In Italian, it tastes even better

reviewed by Sandra Olivetti Martin, Bay Weekly editor

A poem should be palpable and mute, as a globed fruit, poet Archibald MacLeish thought.

There’s more in that thought. Poems belong in the mouth. They began as speech and, despite living all these centuries on the page, are still matters of sound. You can feel them in your mouth, and sometimes the words are so good you can taste them. Poems are made to be eaten.

So Annapolis poet Grace Cavalieri and Italian poet Sabine Pascarelli are onto something in The Poet’s Cookbook, a 140-page paperback combining poems and recipes.

The recipes derived from their shared Italian heritage make the combination all the more delicious. That’s true because Italian culture values food and poetry, especially spoken poetry, as equal arts necessary for sustaining life. It’s true again because authentic Italian recipes lead cooks and eaters to enlightened bliss, where lightness and depth are each other’s other half.

Perhaps, as Cavalieri writes, that’s because Italian cooking was “born in a place of worship,” the monasteries of the Middle Ages.

Cavalieri and Pascarelli have arranged their Poet’s Cookbook in the seven-course sequence of a full Italian meal. Antipasti leads to Minestre to Primi Piatti (pasta and rice) to Secondi Piatti (flesh) to Verdure (vegetables) to Insalate to Dolci.

Each chapter begins with 10 recipes. “From the earliest tradition of Italy, we take the wisdom of our ancestors and create modern day menus,” Cavalieri writes. “The recipes are for a person who has a love of excellent dining and yet has only a very minimal time to cook,” she promises.

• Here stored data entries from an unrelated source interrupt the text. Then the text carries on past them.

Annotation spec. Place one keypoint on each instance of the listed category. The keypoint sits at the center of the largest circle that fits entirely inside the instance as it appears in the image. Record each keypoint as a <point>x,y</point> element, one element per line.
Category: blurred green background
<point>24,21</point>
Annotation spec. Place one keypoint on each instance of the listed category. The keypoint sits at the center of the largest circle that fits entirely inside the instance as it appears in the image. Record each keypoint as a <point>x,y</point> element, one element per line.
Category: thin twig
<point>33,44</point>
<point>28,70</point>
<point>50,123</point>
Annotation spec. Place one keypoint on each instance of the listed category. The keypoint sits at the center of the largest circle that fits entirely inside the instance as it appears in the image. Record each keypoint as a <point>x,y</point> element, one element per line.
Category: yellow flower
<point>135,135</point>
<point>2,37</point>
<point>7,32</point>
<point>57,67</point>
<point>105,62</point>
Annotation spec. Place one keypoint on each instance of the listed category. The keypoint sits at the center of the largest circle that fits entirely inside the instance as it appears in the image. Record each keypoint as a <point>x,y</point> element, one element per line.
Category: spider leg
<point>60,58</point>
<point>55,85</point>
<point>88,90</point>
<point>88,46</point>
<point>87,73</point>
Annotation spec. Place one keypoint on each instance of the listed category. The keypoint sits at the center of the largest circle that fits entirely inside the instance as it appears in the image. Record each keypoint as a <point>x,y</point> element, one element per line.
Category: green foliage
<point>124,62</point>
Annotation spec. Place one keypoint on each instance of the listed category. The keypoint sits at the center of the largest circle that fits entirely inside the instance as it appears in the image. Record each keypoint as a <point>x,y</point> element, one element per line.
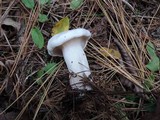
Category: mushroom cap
<point>56,42</point>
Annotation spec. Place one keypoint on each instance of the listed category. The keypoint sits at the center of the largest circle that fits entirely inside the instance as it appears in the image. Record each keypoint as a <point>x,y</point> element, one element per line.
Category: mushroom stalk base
<point>77,64</point>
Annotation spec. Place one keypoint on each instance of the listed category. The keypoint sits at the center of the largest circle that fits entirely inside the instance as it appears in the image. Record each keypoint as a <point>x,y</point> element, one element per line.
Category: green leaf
<point>29,3</point>
<point>154,64</point>
<point>149,81</point>
<point>42,18</point>
<point>151,49</point>
<point>37,37</point>
<point>42,2</point>
<point>39,75</point>
<point>75,4</point>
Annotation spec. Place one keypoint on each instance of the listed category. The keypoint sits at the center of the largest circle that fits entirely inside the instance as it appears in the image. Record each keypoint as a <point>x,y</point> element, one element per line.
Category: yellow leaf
<point>110,52</point>
<point>60,26</point>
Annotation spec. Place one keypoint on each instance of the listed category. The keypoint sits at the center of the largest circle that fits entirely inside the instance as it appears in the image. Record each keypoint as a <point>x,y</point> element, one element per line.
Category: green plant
<point>36,33</point>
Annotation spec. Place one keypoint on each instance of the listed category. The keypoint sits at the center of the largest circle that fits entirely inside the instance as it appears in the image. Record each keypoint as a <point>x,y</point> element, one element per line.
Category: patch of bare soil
<point>118,92</point>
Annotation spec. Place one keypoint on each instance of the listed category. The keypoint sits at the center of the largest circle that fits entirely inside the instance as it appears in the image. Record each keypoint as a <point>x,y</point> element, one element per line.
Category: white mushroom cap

Each course of recipes is followed by a course of poems, first in English, then in Pascarelli’s translation into Italian. Both authors are poets; Cavalieri also founded the long-running The Poet and The Poem series on public radio and produces the series From the Library of Congress. But they have included none of their own poems, instead gathering a poem each from 28 poets living near and far. Each poem has food as its subject, and each is joined to the recipes in its course.

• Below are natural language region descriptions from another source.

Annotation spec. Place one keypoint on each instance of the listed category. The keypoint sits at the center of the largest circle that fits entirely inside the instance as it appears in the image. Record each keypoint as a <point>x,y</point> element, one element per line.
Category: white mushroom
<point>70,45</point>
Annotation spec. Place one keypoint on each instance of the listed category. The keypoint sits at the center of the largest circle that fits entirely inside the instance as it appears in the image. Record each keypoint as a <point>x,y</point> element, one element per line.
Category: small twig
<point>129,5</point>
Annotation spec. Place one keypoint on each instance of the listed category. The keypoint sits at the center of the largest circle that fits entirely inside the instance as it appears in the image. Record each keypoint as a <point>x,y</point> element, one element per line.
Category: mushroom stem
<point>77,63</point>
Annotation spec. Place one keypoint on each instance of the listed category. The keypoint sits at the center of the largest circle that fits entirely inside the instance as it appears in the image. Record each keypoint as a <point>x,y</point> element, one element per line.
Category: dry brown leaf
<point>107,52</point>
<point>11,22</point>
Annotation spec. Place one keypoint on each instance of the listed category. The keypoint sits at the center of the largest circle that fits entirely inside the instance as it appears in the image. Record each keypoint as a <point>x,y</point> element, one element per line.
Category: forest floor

Risotto with Saffron, a primi piatti, pairs with St. Mary’s County poet — and just retired Maryland poet laureate and professor at St. Mary’s College — Michael Glaser’s Risotto. Both are simple and good in the mouth.

Risotto with Saffron

1/2 small onion finely minced

pinch of saffron

1/2-cup long-train white rice

2 tbs dry white wine

2 tbs grated parmesan cheese

1 tbs butter

1 tbs butter

1 tbs olive oil

2 cups beef broth

Sauté the onion and rice in 1 T butter and 1 T olive oil over moderate heat until very lightly browned. Add the wine and cook until it is absorbed. Dissolve the saffron in the hot beef broth.

Add the beef broth a little at a time and continue to cook, stirring constantly, until all of the liquid is absorbed and the rice is tender and creamy in consistency. This process should take 18 to 20 minutes. Stir in the remaining butter and the parmesan cheese and allow the cheese to melt. Serve immediately.

Michael Glaser’s Risotto

I make risotto
in an old brass pot.

My mother,
adding a dash of this and that

to all she cooks,
thinks me grand

I am not.

I am making risotto
in an old brass pot.

In Italian, it tastes even better.

Faccio il risotto
in una vecchia pentola d’ottone

Mia madre, aggiungendo
un piccolo di questo e di quella.

e tutto cio che cucina
mi ritiene grandioso

Non lo sono.

Sto facendo il risotto
in una vecchia pentola d’ottone.

Readers of cookbooks will savor the poems as secondi piatti to the primi piatti of the recipes. When readers turn to cooking, however, they will be annoyed that the perfect-bound book resists staying open. Cooks will need a strong clip or two and a cookbook stand.

The Poet’s Cookbook: Published in 2009 as a VIA folio, a reference book series dedicated to Italian studies and the culture of Italian-Americans in North America: $12.